RM has been scoring highly in new-build school contracts partly through its attention to sustainability issues. More than half of its machines are "ecoquiets". As the name suggests, power consumption is low, some use a proportion of recycled materials and they are most definitely quiet. The new RM One I used (available April 20) was quieter than the MacBooks with which it shared desk space - and they are not exactly noisy.
You can pick a model from a very wide range of configurations. This one was an RM Ecoquiet 965 with Vista Business operating system, Intel Core 2 Duo T8100 (2.10GHz) 2Gb Ram memory, 300Gb hard disc, 4 USB slots in front with firewire and audio in and out, on/off button on front, 9-in-one-card reader (great for adding data from digital cameras and suchlike), and a 19-inch quality, toughened-acrylic screen with its own side controls including on/off for screen and eco mode.
This machine was used for web work, writing and lots of graphics. It was smooth, efficient and silent at all times. It generated no discernible heat. The small footprint made it a good space saver, and it's actually not as tall as its predecessor. The new RM One is also a good mover, ie it's on rollers that allow it to be rotated with ease (but not moved freely) and the screen can be raised and tilted and even locked into position. To ensure it doesn't move to an undesirable new owner (ie a thief), it even comes with a thick steel bolt for permanent fixing.
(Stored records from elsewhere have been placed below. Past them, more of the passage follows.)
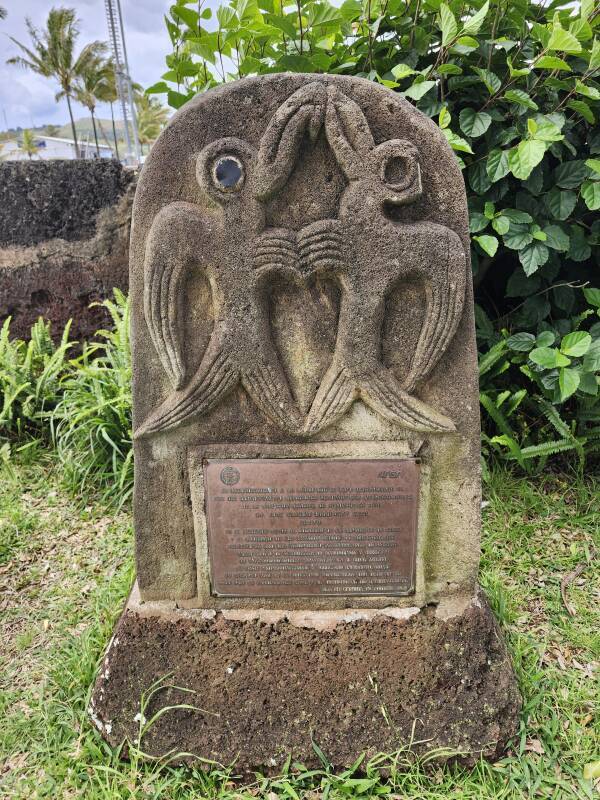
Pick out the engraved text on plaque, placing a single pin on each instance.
(282, 527)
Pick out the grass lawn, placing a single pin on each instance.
(65, 569)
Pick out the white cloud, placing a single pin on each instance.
(26, 98)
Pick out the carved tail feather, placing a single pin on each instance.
(379, 389)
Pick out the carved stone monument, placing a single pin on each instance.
(307, 492)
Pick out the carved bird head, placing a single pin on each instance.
(377, 175)
(240, 178)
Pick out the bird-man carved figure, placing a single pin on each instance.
(362, 249)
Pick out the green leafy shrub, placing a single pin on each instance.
(514, 87)
(560, 375)
(91, 423)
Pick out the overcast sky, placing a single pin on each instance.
(28, 99)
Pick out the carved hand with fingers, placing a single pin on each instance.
(378, 255)
(183, 237)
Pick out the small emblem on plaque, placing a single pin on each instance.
(230, 476)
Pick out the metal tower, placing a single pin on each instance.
(116, 32)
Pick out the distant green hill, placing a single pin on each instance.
(84, 130)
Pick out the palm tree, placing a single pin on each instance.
(85, 88)
(28, 144)
(52, 55)
(151, 118)
(106, 92)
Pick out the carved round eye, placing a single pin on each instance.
(396, 171)
(228, 173)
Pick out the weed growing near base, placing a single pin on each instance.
(64, 574)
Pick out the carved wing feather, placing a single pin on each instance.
(336, 394)
(169, 251)
(379, 389)
(269, 390)
(383, 393)
(215, 377)
(445, 292)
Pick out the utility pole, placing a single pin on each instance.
(116, 33)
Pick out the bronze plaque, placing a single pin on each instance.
(293, 527)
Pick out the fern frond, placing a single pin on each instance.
(548, 448)
(554, 418)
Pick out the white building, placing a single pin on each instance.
(53, 147)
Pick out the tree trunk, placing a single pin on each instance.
(112, 116)
(74, 131)
(95, 133)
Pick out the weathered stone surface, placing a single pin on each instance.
(301, 290)
(266, 684)
(299, 274)
(64, 239)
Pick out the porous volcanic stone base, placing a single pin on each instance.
(357, 681)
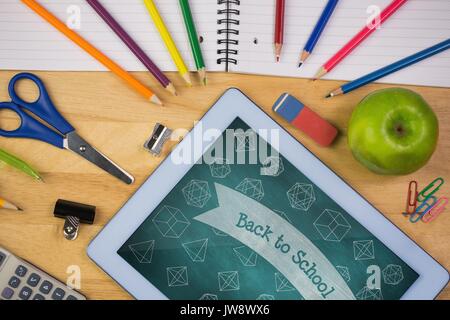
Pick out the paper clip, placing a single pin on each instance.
(436, 210)
(425, 193)
(411, 202)
(426, 206)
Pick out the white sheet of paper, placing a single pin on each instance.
(27, 42)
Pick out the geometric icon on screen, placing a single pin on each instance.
(170, 222)
(209, 296)
(219, 233)
(282, 284)
(143, 251)
(363, 250)
(247, 256)
(220, 168)
(265, 296)
(252, 188)
(301, 196)
(177, 276)
(273, 166)
(228, 280)
(392, 274)
(345, 273)
(196, 250)
(283, 215)
(369, 294)
(332, 225)
(246, 141)
(197, 193)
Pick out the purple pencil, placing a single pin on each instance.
(132, 45)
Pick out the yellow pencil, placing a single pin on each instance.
(167, 38)
(8, 205)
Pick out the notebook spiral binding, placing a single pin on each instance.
(228, 29)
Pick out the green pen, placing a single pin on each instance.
(193, 39)
(19, 164)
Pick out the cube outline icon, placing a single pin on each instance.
(363, 250)
(392, 274)
(198, 255)
(282, 284)
(252, 188)
(177, 276)
(170, 222)
(228, 280)
(146, 256)
(308, 196)
(332, 225)
(197, 193)
(220, 170)
(249, 258)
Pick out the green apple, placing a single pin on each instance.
(393, 132)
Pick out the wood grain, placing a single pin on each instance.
(118, 121)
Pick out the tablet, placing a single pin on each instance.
(241, 210)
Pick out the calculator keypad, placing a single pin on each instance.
(23, 281)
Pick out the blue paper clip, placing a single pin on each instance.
(425, 193)
(426, 206)
(436, 210)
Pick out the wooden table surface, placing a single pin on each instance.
(118, 121)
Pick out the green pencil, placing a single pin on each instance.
(19, 164)
(193, 39)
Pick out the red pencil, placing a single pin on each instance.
(279, 28)
(359, 38)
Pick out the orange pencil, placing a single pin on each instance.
(94, 52)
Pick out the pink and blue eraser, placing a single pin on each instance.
(303, 118)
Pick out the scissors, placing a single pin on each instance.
(64, 135)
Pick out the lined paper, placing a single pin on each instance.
(418, 25)
(27, 42)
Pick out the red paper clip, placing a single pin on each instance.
(411, 202)
(425, 193)
(436, 210)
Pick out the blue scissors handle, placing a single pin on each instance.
(43, 107)
(30, 128)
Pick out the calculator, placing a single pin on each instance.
(20, 280)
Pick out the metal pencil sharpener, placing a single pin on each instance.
(156, 142)
(73, 213)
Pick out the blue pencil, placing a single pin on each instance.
(318, 29)
(371, 77)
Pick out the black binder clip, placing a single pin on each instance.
(74, 214)
(159, 136)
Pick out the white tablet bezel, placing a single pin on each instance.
(103, 249)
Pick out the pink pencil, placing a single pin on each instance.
(359, 38)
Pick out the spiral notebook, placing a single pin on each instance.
(236, 36)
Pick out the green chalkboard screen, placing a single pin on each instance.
(259, 231)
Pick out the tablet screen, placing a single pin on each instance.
(244, 223)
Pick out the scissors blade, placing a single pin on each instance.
(78, 145)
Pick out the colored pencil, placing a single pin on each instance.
(168, 41)
(401, 64)
(279, 28)
(193, 39)
(94, 52)
(318, 29)
(8, 205)
(360, 37)
(19, 164)
(132, 45)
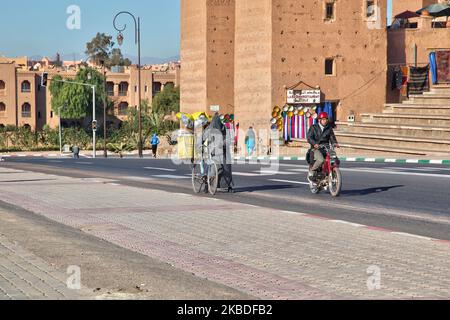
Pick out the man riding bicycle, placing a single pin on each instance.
(319, 135)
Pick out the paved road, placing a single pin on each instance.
(259, 251)
(402, 197)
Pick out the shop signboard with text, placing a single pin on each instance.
(304, 97)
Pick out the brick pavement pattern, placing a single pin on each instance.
(267, 253)
(24, 276)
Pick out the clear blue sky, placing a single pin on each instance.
(31, 27)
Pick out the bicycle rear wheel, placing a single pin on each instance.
(213, 178)
(335, 182)
(198, 181)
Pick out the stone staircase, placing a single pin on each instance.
(418, 126)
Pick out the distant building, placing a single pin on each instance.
(24, 103)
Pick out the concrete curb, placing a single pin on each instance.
(348, 159)
(252, 159)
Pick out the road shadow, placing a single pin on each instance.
(18, 181)
(264, 188)
(364, 192)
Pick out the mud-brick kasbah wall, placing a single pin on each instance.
(220, 54)
(278, 43)
(253, 66)
(207, 52)
(303, 39)
(193, 55)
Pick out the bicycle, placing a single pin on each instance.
(205, 173)
(329, 176)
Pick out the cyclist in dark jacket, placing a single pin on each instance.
(320, 134)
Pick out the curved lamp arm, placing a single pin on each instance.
(125, 26)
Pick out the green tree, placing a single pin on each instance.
(116, 59)
(77, 99)
(100, 51)
(167, 101)
(99, 48)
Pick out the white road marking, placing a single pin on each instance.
(378, 171)
(160, 169)
(411, 235)
(414, 169)
(288, 181)
(348, 223)
(246, 174)
(169, 176)
(296, 213)
(273, 172)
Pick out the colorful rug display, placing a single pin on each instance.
(443, 66)
(295, 121)
(418, 80)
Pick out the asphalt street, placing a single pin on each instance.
(409, 198)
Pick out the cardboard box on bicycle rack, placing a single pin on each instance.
(185, 145)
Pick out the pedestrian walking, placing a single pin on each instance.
(220, 143)
(155, 142)
(76, 152)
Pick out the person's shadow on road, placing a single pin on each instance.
(364, 192)
(263, 188)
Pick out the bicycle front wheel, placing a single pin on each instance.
(213, 178)
(198, 181)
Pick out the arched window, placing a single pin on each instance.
(110, 88)
(26, 110)
(26, 86)
(123, 89)
(123, 108)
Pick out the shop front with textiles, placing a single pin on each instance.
(300, 112)
(416, 78)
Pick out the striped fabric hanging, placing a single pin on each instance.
(286, 128)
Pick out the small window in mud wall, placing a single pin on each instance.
(370, 8)
(330, 67)
(330, 7)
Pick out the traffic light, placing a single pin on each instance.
(44, 79)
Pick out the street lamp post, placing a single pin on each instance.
(94, 122)
(105, 151)
(94, 126)
(137, 25)
(60, 129)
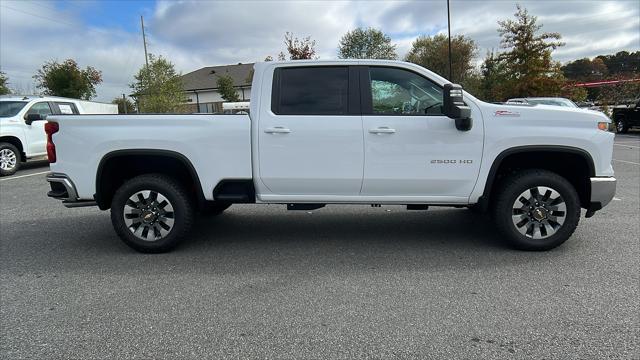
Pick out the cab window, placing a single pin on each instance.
(66, 108)
(41, 108)
(311, 91)
(401, 92)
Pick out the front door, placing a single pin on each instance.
(36, 137)
(310, 140)
(411, 148)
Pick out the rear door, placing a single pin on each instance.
(411, 148)
(310, 138)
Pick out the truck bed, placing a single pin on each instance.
(218, 146)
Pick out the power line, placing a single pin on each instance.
(38, 16)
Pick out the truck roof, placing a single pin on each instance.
(17, 97)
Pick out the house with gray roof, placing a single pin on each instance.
(202, 88)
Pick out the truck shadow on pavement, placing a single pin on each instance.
(261, 240)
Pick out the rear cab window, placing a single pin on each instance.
(66, 108)
(43, 108)
(311, 90)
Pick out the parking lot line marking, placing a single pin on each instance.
(627, 162)
(635, 147)
(21, 176)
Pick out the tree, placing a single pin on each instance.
(4, 89)
(494, 77)
(226, 89)
(432, 52)
(125, 106)
(366, 44)
(67, 79)
(158, 88)
(531, 70)
(299, 49)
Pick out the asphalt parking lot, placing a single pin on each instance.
(343, 282)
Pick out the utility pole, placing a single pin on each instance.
(144, 41)
(449, 26)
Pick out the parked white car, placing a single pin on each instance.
(339, 132)
(22, 138)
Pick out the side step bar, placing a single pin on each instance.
(305, 206)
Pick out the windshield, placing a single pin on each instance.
(11, 108)
(555, 102)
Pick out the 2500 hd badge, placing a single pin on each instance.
(452, 161)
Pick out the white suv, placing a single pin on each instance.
(22, 138)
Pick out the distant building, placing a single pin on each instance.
(202, 88)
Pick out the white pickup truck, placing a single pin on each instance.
(339, 132)
(22, 138)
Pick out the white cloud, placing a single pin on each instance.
(196, 34)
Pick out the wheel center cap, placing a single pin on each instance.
(148, 216)
(539, 214)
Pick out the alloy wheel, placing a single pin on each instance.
(539, 212)
(149, 215)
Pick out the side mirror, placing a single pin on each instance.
(454, 107)
(30, 118)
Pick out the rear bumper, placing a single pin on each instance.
(62, 188)
(602, 191)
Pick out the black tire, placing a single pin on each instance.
(621, 126)
(167, 189)
(504, 208)
(214, 208)
(10, 159)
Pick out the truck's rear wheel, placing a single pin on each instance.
(536, 210)
(152, 213)
(9, 159)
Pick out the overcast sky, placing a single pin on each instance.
(106, 34)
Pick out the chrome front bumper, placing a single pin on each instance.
(62, 188)
(602, 191)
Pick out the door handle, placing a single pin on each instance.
(382, 130)
(277, 130)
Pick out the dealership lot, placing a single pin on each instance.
(346, 282)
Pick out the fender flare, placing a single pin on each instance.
(486, 194)
(153, 152)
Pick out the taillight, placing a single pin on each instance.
(51, 128)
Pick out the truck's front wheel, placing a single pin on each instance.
(536, 210)
(9, 159)
(152, 213)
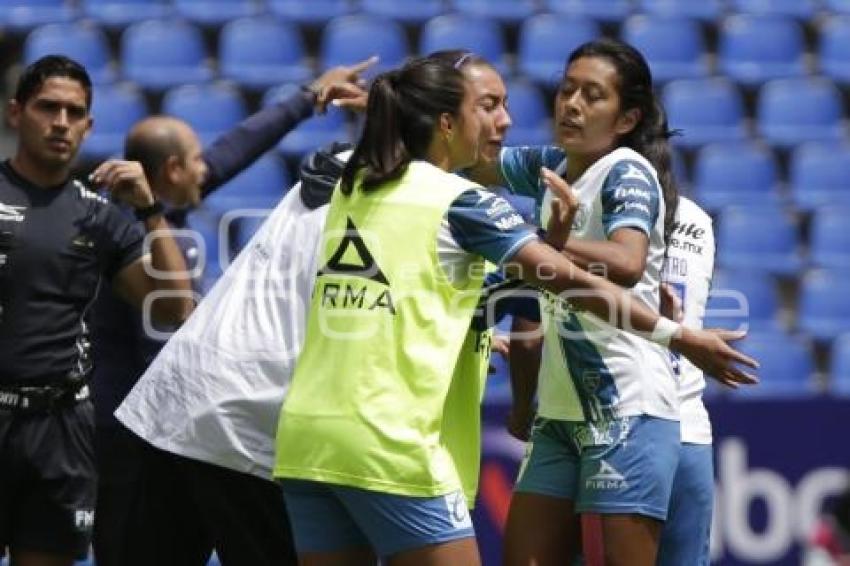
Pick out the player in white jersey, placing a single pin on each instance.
(607, 437)
(687, 272)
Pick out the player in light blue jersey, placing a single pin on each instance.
(607, 436)
(687, 273)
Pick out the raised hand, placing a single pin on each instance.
(710, 351)
(564, 207)
(343, 86)
(124, 179)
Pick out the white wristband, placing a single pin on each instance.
(664, 331)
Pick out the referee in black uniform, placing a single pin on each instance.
(59, 243)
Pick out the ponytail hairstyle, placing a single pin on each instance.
(650, 136)
(404, 107)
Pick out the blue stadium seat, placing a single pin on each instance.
(840, 366)
(824, 309)
(758, 237)
(837, 6)
(735, 174)
(706, 110)
(259, 53)
(833, 52)
(531, 123)
(786, 366)
(211, 109)
(545, 42)
(314, 12)
(830, 238)
(673, 46)
(513, 11)
(260, 186)
(793, 111)
(703, 10)
(349, 39)
(406, 12)
(159, 54)
(753, 49)
(214, 12)
(462, 31)
(118, 14)
(802, 9)
(22, 15)
(83, 42)
(115, 109)
(612, 11)
(820, 175)
(313, 133)
(742, 299)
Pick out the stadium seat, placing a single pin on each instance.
(793, 111)
(406, 12)
(840, 366)
(349, 39)
(260, 186)
(673, 46)
(612, 11)
(513, 11)
(824, 308)
(531, 123)
(753, 49)
(837, 6)
(758, 237)
(118, 14)
(830, 237)
(83, 42)
(705, 110)
(735, 174)
(462, 31)
(259, 53)
(786, 366)
(210, 109)
(820, 175)
(159, 54)
(833, 52)
(742, 299)
(313, 133)
(214, 12)
(545, 42)
(314, 12)
(802, 9)
(703, 10)
(22, 15)
(115, 109)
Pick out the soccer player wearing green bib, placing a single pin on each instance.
(361, 444)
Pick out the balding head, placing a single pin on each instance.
(170, 154)
(153, 140)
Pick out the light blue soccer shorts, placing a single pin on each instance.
(687, 532)
(327, 517)
(624, 465)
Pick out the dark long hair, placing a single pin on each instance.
(404, 107)
(49, 66)
(650, 137)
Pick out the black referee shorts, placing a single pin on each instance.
(47, 480)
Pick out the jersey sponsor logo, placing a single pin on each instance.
(634, 172)
(84, 519)
(353, 259)
(458, 511)
(627, 191)
(687, 237)
(607, 477)
(12, 213)
(581, 217)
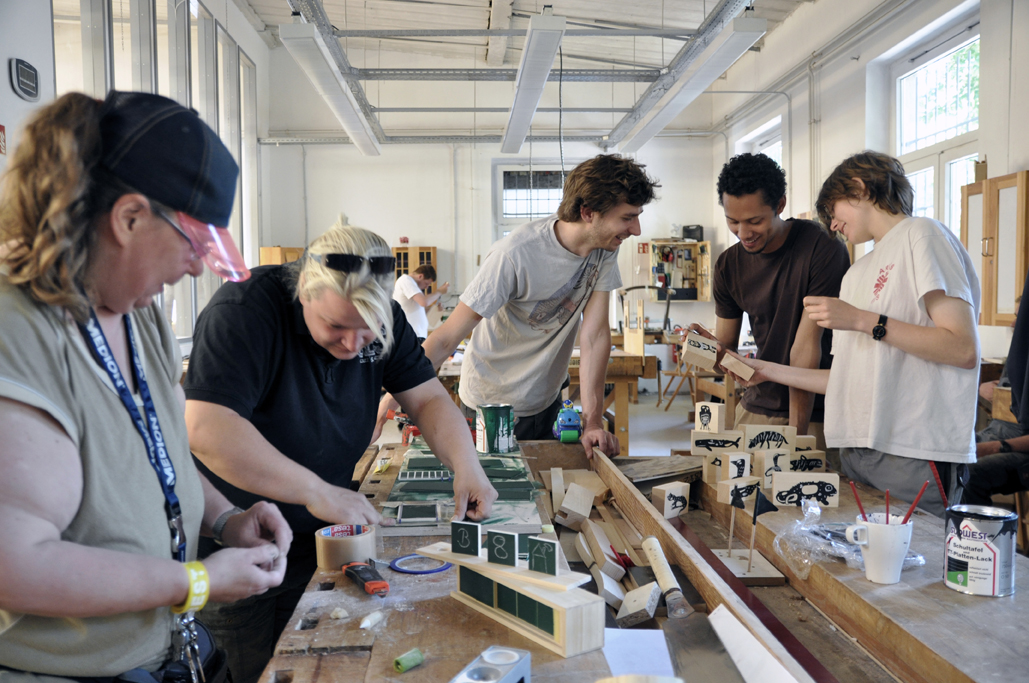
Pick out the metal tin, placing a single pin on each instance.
(980, 550)
(495, 428)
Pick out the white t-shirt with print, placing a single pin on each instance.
(880, 397)
(403, 292)
(531, 292)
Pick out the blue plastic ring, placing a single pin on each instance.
(395, 566)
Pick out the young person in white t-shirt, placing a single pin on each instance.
(900, 396)
(410, 293)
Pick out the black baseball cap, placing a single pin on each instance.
(167, 152)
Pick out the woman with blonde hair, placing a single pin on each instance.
(101, 507)
(282, 394)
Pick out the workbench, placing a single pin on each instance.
(419, 612)
(624, 370)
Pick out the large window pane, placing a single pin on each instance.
(939, 100)
(921, 182)
(960, 172)
(68, 45)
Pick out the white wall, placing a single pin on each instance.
(25, 33)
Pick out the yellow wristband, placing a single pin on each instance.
(200, 588)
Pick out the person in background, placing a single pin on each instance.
(767, 275)
(101, 509)
(524, 307)
(284, 379)
(900, 396)
(1002, 447)
(410, 293)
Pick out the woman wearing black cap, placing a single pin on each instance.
(105, 203)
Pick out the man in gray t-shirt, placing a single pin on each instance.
(524, 307)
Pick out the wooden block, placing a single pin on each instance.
(711, 418)
(501, 547)
(737, 367)
(766, 437)
(600, 548)
(768, 462)
(671, 499)
(612, 591)
(734, 465)
(806, 442)
(808, 461)
(742, 489)
(712, 468)
(557, 487)
(543, 555)
(575, 507)
(700, 351)
(705, 443)
(466, 538)
(638, 606)
(792, 488)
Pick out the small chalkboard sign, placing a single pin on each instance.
(543, 555)
(501, 547)
(466, 538)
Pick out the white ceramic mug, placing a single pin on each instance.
(883, 545)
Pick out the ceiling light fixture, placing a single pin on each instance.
(309, 49)
(541, 43)
(738, 36)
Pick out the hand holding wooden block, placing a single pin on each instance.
(711, 418)
(671, 499)
(793, 488)
(700, 351)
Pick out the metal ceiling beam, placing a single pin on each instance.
(684, 34)
(713, 25)
(313, 12)
(570, 75)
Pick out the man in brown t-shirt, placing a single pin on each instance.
(776, 263)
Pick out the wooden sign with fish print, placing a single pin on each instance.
(706, 443)
(767, 437)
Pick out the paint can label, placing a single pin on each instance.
(495, 428)
(980, 550)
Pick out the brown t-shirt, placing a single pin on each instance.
(771, 289)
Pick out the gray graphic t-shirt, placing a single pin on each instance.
(531, 292)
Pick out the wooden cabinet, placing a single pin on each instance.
(684, 266)
(409, 258)
(994, 225)
(277, 255)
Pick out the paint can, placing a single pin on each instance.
(495, 428)
(980, 550)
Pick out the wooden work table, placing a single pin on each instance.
(919, 628)
(623, 370)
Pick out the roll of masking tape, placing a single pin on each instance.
(341, 544)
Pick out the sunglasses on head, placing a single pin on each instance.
(353, 262)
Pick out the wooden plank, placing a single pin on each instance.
(919, 630)
(711, 586)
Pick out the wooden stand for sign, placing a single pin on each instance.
(565, 619)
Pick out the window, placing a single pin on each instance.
(936, 120)
(939, 100)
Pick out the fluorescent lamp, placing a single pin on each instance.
(715, 60)
(541, 43)
(309, 49)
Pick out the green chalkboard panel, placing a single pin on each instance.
(506, 600)
(543, 555)
(466, 538)
(502, 547)
(476, 585)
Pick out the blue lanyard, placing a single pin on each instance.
(148, 429)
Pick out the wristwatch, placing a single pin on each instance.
(219, 525)
(879, 331)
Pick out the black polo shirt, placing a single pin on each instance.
(252, 353)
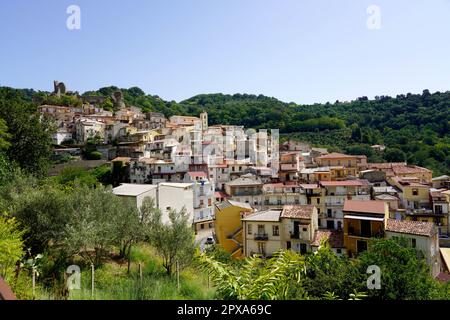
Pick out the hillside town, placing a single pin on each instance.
(250, 193)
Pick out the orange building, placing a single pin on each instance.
(363, 219)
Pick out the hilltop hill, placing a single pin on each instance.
(414, 127)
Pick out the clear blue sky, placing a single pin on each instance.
(296, 50)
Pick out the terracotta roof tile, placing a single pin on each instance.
(297, 211)
(334, 237)
(365, 206)
(411, 227)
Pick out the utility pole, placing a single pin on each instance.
(92, 281)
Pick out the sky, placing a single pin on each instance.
(302, 51)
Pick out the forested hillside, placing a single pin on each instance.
(414, 127)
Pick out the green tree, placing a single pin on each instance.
(173, 241)
(256, 278)
(11, 245)
(30, 134)
(327, 272)
(404, 274)
(4, 136)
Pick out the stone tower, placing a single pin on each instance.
(204, 119)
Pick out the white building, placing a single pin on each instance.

The new RM One's appropriateness for school use is evident from set-up. Cables can be clamped in the rear connection "cave", the cover for which is fitted with security screws (the same as all external screws). This machine did not have wifi, but a wifi dongle inserted into one of the front USB slots gave internet connectivity in an instant.
There were no problems and the only reservation was with the keyboard which was slightly spongy. But that is not an issue as RM offers a variety of alternative keyboards.
In a mainly Apple establishment looking for a suitable PC, the prompt collection of the review model of the new RM One was a sad moment. It had proved its worth, and quickly, and would have been a welcome permanent fixture. It's probably the nearest a PC will get to an iMac and remain practical (eg features like USB connections in front).
For a school wedded to Windows the new RM One is a welcome development. It is one of the most appropriately designed PCs available. Of course it's worth looking around as competition in the market with rivals like Viglen means that there are alternatives to consider; but this machine is solid, versatile and, with its new, integrated webcam, a great all-rounder. And coming from a company that takes support seriously you know there will be more - next will be a touch-screen. If the Goverment pursues its new open source policy for the public sector with vigour you can expect to see one with Linux/Edubuntu some time in the near future too.
New RM One
Updated version of RM's popular all-in-one PC for education. Available April 20, 2009. Comes with a one-year on-site warranty as standard. Prices start at around £600 (review machine £749).
What's new: improved, space-saving design; integrated webcam; 9-in-1 memory card reader; integrated carry handle; height-adjust lock for screen.
Coming next: touch-screen.
Possibles: 22-inch screen; open source.